944 yılında vefat eden ve tam adı Ebû Mansûr Muhammed bin Muhammed bin Mahmûd el-Mâtürîdî es-Semerkandî olan İmam Mâturîdî de isminden anlaşılacağı gibi Semerkandlı, Semerkand’ın Mâtürîd kasabasından idi. Kabrinin bulunduğu Siyab mahallesindeki mezarlık Özbekistan’ın Sovyetler Birliği’nin parçası olduğu senelerde iskâna açılmış, önceleri mezarlık olan alanın tamamına beton dökülmüş, Mâturîdî’nin kabri bir evin bahçesinde kalmıştı!
Özbekistan, bağımsızlığının ardından İmam Buharî’nin kabrinin inşasında olduğu gibi Mâturîdî’nin kabrinin bulunduğu alandaki evleri de yıktırdı, dökülmüş betonları kaldırdı ve mezarın üzerine bir türbe, etrafına da fıkıh eğitimi veren bir külliye inşa ettirdi. Mâturîdî’nin etrafında yattıkları bilinen ama mezarları zamanla kaybolan diğer din âlimlerinin kazılarda çıkan granitten dil şeklinde yapılmış mezartaşları da Mâturîdî’nin mermer sandukasının etrafına yerleştirildi…
AVRUPA’YA ARA VERİP BURALARA GİDİN!
Daha önce de yazmıştım: Türk ve İslam Tarihi’nin en eski medeniyet merkezlerinden olan Buhara, Semekand ve Hive’de “Taht Oyunları” dizisinin çevrildiği mekânlara rahmet okutacak derecede esrarlı bir hava teneffüs edilir ve bu şehirler muhteşem bir film plâtosunu andırırlar…
Yurtdışı seyahatlere çıkmaya meraklı olanlar Paris, Londra, Roma, New York, vesaire gibi merkezleri zaten görmüşlerdir ama on dördüncü asrın meşhur şairi Şirazlı Hâfız’ın “Bir Türk güzelinin yanağındaki bene tercih ettiğini” söylediği Semerkand ile Buhara henüz hiçbirinin mâlûmu değildir…

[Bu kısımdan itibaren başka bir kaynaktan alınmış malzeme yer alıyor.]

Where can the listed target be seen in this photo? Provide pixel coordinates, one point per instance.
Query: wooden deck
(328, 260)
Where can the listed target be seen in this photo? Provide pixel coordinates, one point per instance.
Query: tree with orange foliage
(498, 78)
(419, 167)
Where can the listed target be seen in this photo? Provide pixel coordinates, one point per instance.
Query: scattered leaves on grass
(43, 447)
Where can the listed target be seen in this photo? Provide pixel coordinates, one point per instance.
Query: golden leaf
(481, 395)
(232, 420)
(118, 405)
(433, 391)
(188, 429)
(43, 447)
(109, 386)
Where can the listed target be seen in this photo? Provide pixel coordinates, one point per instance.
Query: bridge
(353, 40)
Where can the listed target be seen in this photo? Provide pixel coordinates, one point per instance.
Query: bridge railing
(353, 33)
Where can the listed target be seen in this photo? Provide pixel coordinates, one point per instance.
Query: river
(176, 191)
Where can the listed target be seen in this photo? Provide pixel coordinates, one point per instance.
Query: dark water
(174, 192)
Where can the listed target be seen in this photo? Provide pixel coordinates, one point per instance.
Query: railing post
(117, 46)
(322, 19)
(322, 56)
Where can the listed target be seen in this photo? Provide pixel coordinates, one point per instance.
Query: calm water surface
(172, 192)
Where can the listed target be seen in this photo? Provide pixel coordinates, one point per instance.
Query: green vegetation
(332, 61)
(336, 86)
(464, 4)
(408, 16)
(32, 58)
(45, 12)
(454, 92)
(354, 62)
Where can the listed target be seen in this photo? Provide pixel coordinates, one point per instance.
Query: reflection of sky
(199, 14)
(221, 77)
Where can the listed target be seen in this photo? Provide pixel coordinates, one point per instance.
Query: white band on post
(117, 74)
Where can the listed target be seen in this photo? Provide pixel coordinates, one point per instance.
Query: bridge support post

Bu şehirler Türkiye’ye sadece dört saat mesafede; üstelik Semarkand, Buhara ve Orta Asya’daki diğer şehirler Anadolu’ya gelmeden önceki mekânımız, yani anavatanımızdır; dolayısı ile seyahate düşkün iseniz ve mâlî durumunuz da müsait ise Avrupa başkentlerine defalarca gitmeye bir an için olsun ara verin ve bu beldeleri ziyaret edin…
***
Meclis Başkanı Binali Yıldırım, eşi ve bazı heyet mensupları, İmam Buhari’nin mezar odasındaki duada.